What are PRObiotics and PREbiotics?
Probiotics are living bacteria cells that are cultured in the lab under specific conditions(Usually Billions of colony-forming) and encapsulated. The World Health Organization(WHO) defines probiotics as live bacteria that, when administered in adequate amounts, confer a health benefit on the host”(Han et al., 2021). So we expect probiotics to arrive at the small and/or large intestine to interact with existing gut bacterial flora and exert positive health effects on our bodies.
Prebiotics, on the other hand, are non-digestible food ingredients that help the beneficial bacteria that are already inhabiting our intestines to grow. Prebiotics can also be prepared in a particular manner in the lab and put in the capsule for further ingestion. Usually, It’s a good idea to combine prebiotics and probiotics to increase the chance of those bacteria taking a residence in our guts, though there is very limited knowledge about how to do this successfully. This remains an active area of research. Additionally, how much probiotics per day should be taken remains a major question. The common knowledge seems to be that the probiotic culture must be ingested continually, to obtain a continuous positive effect on the gut microflora. (Bezkorovainy, 2001; Judkins et al., 2020)
Probiotics, their effect on the body and on bloating, specifically.
The two major probiotic strains that are dominant on the market nowadays are Bifidobacteria and Lactobacillus. Both of these microbes are lactic acid fermentation bacteria, meaning that they “eat” specific sugar(mostly lactose in milk) to produce lactic acid, hence the sour taste of their cultures. But besides producing lactic acid in the gut, various Bifidobacterium species can ferment non-digestible foods(fiber) such as salep(or starch in general) to produce Short Chain Fatty Acids(SCFAs)(Usta-Gorgun, B et al.,2020). SCFAs are very important to human health according to a very extensive body of research. For example, SCFAs are shown to have anti-inflammatory, antitumorigenic, and antimicrobial effects; and increase gut barrier integrity.(Tan et al., 2014; Visekruna and Luu, 2021). While having such an amazing variety of health effects, those molecules are essentially volatile gasses and when in excess may be the cause for the gut expansion effect – bloating.

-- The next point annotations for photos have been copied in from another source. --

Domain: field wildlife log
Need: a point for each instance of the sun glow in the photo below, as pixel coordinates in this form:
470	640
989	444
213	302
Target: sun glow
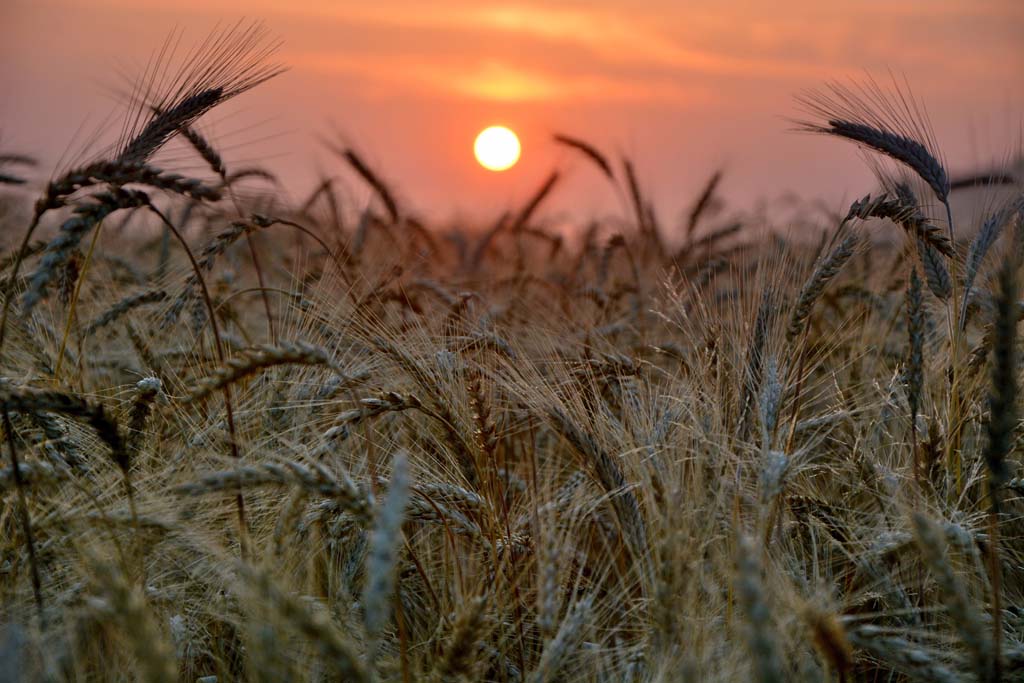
497	148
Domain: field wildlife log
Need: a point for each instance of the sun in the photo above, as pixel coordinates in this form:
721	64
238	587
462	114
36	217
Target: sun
497	148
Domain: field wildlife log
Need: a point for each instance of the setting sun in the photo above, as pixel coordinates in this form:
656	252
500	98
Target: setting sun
497	148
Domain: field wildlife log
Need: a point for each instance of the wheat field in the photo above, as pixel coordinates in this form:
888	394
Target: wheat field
252	438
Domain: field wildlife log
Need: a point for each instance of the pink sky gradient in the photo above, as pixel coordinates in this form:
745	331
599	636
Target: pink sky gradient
682	88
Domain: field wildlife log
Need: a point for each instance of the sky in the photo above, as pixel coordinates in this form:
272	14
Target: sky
681	88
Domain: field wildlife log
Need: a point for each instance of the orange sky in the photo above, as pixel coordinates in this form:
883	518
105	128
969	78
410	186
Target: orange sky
683	88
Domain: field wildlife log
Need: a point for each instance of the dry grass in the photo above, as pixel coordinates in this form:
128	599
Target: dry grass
493	455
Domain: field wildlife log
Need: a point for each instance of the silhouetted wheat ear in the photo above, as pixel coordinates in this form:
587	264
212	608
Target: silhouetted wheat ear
906	216
225	65
909	152
206	151
890	123
983	241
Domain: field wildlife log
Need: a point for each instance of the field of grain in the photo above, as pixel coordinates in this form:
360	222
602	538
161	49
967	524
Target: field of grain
247	438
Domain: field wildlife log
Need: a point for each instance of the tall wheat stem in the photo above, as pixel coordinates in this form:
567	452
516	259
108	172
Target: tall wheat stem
219	347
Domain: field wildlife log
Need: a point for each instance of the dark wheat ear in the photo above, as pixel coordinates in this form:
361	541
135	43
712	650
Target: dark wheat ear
891	124
226	63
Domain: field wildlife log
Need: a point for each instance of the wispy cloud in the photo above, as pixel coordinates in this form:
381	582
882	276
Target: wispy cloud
497	81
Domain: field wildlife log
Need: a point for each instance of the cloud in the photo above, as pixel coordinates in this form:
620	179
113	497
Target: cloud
497	81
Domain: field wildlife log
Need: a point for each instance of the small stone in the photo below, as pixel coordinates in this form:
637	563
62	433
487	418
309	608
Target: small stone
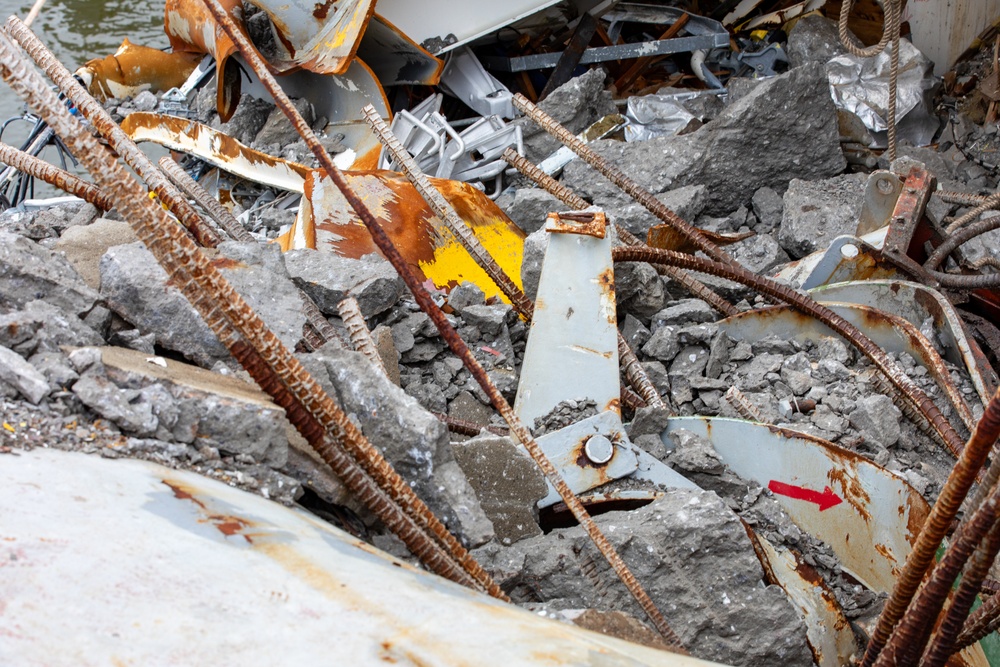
662	345
22	376
507	483
877	419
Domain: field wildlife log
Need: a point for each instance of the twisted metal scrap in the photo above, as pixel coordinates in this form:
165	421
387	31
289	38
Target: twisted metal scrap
60	178
448	333
117	138
574	201
274	368
616	176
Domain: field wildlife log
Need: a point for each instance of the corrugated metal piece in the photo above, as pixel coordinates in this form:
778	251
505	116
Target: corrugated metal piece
126	562
572	350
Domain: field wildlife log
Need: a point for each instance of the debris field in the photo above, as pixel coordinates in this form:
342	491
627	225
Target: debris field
688	343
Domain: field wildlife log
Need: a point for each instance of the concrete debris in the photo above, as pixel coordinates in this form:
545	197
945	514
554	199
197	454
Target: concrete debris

Let’s evaluate the extent of bloating that can be potentially caused by SCFAs’ overproduction. This effect was studied by in-vitro(outside of human cultures and in the lab) fermentation of intestinal bacteria of different starchy foods(Kaur et al., 2011). Taking the data from the article we can calculate the approximate amount of gas that can be produced in the first 4 hours of fermentation. For example, for 100g of non-digested starches, 2 to 20 liters of gas is produced. Just to get a visual comparison 20 liters of gas is enough to fill 1.5 average balloons. The majority of produced SCFAs will be absorbed in the gut fairly quickly.
Note that not too many diets will allow for more than 100g of fiber per meal, (e.g. legumes-heavy plant-based vegan diet). In fact, the standard American diet(SAD) will only supply 16g of fiber per day on average. Therefore somebody following the SAD diet and taking SCFA fermentation probiotics continuously should not expect too much bloating based on those alone. On the other hand, one should consider the beneficial effects that SCFAs will have on his/her health. Moreover, SCFAs produced by probiotics are not the only potential source of bloating. There are other well-known sources of gases that can contribute to bloating – methane or hydrogen sulfide gas, for example. This latter, which is the primary cause of foul flatulence smell, can be produced by sulfate-reducing bacteria in the human gut. Additionally, even the swallowed air during the food ingestion can contribute to the amount of gas in the colon. However, it is not usually attributed to the cause of bloating.
It is fair to say that excessive gas or bloating can be caused by major probiotic strains when combined with fiber-rich diets, but the effects of those beneficial gases cannot be overlooked. Moreover, not all probiotics produce SCFAs, and there is emerging evidence that some probiotic strains will actually reduce the amount of gas produced in the gut. Therefore I recommend that one should perform some research into the probiotic strains they are targeting for consumption.
Han, S., Lu, Y., Xie, J., Fei, Y., Zheng, G., Wang, Z., Liu, J., Lv, L., Ling, Z., Berglund, B., et al. (2021). Probiotic Gastrointestinal Transit and Colonization After Oral Administration: A Long Journey. Front. Cell. Infect. Microbiol. 0.
Kaur, A., Rose, D.J., Rumpagaporn, P., Patterson, J.A., and Hamaker, B.R. (2011). In vitro batch fecal fermentation comparison of gas and short-chain fatty acid production using “slowly fermentable” dietary fibers. J. Food Sci. 76, H137–H142.